Fort Leavenworth, a U.S. Army base in Kansas, has special connection to black history — it was the home of the first black regiments formed during a time of peace.

These regiments later fought Native Americans during the wars of westward expansion, and became known as the Buffalo Soldiers.

A monument stands honoring them today, and that marker is about to be joined by another honoring historic black soldiers, the Leavenworth Times reports.

This new monument will be a tribute to the 6888th Central Directory Postal Battalion, which was the first and only black Women’s Army Corps (WAC) unit deployed overseas during World War II.

Photo: National Archives and Records Administration

The 6888th had a short tour of duty, but had a huge impact on logistics and morale in the European theater.

Deployed from 1945 to 1946, the soldiers were given the task of sorting mail that had piled up in an aircraft hanger.

The chairman of the group planning the monument, Carlton Philpot, said that sorting the mail was a Sisyphean task. 

“The mail was backed up for two years,” according to Philpot. “There were 855 women who sorted 7 million pieces of mail.” 

The soldiers went above and beyond to get the mail to their fellow troops, working day and night to sort the bales of mail, cutting through all 7 million pieces in just three months. Photo: National Archives and Records Administration

And figuring out where the mail was supposed to go wasn’t easy.

A press release written by the monument committee explains why: “Their task was complicated because some of the letters were addressed to just ‘Junior,’ ‘U.S. Army’ and 7,500 were addressed to ‘Robert Smith.’”

Photo: National Archives and Records Administration

Philpot said that now is the time for the monument, and that he hopes that a permanent marker will help to spread awareness of these soldiers, who have become hidden figures of the war effort. 

Without them, no U.S. soldier in Europe would have gotten any word from home. “If a letter was sent to the European Theater of Operations between 1943–'46, these ladies probably sorted those letters,” the committee said.

The planned monument will feature images of the unit, as well as information on its history and accomplishments. The marker will be capped by a bronze bust of the 6888th’s commanding officer, Lieutenant Colonel Charity Adams.

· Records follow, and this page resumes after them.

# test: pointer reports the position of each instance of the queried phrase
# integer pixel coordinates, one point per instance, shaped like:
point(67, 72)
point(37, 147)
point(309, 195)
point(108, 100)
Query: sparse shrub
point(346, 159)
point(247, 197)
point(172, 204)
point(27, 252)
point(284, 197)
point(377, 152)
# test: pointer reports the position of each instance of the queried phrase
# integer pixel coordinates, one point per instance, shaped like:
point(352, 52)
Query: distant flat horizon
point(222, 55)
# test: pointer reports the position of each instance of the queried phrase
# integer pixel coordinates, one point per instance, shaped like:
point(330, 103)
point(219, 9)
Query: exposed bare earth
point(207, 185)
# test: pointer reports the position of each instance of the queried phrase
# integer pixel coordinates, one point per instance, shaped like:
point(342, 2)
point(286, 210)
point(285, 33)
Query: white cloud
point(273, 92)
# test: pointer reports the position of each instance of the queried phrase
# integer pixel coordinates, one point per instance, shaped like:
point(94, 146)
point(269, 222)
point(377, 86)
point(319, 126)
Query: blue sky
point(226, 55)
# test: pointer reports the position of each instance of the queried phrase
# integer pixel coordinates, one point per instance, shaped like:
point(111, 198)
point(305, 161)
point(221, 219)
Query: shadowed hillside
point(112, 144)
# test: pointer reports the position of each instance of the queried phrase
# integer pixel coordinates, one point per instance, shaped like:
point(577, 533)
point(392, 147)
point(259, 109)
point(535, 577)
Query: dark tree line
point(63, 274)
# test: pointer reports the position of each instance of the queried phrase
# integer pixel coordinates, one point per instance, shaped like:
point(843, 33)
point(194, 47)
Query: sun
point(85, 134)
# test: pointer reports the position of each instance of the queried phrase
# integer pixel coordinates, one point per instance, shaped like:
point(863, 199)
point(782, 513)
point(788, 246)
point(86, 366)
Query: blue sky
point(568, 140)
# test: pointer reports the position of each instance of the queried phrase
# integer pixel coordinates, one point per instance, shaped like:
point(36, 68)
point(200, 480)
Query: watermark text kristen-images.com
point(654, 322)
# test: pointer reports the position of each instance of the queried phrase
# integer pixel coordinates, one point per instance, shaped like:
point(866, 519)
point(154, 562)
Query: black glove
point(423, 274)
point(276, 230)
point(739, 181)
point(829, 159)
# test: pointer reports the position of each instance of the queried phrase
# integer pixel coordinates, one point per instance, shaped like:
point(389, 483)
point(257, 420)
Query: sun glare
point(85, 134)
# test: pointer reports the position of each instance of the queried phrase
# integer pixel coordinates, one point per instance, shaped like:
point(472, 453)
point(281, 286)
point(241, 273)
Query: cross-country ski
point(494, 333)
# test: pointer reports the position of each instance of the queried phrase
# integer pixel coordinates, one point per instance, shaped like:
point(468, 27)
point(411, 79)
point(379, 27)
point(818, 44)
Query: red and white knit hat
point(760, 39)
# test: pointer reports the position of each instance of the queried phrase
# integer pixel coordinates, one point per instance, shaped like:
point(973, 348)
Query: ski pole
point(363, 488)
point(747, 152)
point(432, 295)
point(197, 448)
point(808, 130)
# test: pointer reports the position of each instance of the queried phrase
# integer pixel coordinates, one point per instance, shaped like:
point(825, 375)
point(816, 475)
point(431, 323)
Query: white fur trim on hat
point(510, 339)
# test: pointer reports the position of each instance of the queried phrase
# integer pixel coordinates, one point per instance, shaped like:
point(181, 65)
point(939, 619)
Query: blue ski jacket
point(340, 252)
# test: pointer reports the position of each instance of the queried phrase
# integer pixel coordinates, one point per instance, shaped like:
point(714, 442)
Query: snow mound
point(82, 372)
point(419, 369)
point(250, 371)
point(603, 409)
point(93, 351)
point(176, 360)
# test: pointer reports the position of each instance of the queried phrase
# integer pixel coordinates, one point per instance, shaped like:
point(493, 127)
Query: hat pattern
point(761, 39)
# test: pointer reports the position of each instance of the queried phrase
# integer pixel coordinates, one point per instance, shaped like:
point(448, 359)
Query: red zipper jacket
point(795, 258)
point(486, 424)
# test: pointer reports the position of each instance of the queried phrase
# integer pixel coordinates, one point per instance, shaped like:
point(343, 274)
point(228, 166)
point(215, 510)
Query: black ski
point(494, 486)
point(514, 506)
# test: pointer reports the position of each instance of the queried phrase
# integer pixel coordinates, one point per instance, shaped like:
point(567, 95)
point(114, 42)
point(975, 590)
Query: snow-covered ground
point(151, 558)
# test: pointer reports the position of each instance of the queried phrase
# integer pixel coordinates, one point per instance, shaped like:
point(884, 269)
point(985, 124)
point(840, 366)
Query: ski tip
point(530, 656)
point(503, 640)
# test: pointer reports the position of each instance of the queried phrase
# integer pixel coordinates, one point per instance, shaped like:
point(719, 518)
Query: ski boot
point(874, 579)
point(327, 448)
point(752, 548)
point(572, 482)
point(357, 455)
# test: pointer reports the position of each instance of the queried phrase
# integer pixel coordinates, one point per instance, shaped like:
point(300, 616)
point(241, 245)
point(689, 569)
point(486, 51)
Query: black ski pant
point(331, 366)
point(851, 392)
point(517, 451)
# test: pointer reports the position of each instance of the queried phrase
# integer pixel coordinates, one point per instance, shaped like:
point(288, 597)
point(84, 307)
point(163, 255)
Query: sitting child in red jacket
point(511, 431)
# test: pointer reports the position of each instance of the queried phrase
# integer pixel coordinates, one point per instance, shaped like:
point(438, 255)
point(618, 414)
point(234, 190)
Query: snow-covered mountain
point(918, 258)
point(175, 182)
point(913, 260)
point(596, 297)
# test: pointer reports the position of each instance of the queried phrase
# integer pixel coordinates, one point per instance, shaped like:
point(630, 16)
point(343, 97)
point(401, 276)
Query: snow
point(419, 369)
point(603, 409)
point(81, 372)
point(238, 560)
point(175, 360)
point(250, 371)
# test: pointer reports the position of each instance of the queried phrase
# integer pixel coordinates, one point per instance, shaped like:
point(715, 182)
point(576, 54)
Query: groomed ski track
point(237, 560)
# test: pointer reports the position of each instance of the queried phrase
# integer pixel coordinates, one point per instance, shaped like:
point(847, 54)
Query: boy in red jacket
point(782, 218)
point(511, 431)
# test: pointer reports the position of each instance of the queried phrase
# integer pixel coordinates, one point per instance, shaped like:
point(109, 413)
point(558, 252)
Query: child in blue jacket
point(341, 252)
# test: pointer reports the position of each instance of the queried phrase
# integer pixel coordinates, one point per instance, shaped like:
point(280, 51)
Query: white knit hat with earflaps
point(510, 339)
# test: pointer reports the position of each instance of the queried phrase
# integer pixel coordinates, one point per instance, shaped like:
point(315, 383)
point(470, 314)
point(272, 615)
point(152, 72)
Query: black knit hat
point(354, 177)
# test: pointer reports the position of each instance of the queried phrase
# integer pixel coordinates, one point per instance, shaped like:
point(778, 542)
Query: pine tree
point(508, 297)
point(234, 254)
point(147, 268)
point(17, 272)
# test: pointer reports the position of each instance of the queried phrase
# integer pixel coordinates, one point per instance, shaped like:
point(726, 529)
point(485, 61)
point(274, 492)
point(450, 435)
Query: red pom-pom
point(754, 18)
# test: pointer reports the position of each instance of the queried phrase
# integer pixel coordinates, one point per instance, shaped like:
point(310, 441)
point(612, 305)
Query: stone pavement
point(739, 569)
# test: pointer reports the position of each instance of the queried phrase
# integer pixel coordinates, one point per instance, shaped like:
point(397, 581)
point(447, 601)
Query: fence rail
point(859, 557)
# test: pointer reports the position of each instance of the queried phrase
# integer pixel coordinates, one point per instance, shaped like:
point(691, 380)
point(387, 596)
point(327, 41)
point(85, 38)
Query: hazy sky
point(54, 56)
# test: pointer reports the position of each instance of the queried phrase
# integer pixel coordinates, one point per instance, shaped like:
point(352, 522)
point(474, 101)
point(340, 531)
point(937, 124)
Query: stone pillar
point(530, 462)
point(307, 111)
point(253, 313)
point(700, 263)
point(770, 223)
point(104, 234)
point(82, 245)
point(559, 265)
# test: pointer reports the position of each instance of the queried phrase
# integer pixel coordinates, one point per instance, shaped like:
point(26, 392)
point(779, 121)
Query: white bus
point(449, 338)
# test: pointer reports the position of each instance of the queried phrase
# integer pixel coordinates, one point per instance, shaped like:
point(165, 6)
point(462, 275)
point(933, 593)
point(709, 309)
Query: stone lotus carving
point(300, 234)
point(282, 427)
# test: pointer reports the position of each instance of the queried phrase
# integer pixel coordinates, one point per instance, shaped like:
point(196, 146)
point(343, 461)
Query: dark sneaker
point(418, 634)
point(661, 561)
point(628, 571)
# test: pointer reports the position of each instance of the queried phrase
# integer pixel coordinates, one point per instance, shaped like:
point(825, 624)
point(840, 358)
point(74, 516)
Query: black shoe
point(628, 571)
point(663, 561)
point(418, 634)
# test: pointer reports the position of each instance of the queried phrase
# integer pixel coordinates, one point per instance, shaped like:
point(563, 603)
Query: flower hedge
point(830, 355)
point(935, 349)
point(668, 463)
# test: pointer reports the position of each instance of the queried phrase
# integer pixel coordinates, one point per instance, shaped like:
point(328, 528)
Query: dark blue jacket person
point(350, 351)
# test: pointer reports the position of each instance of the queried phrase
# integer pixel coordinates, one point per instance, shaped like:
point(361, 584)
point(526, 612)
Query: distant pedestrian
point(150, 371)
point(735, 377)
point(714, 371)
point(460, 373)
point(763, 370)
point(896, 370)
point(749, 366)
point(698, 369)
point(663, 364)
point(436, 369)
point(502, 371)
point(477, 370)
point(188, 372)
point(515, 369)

Photo: Carlton Philpot/Leavenworth Times

The marker is expected to cost $70,000 in total, and the committee behind it is currently accepting donations. Individuals are being encouraged to give in one of three amounts: $6.88, $16.88 or $68.88.

The monument committee has asked companies to give $6,688 or more.

If the fundraising is successful, the monument will be unveiled near the Buffalo Solider memorial on Fort Leavenworth’s Walkway of Patriots in the fall of 2018.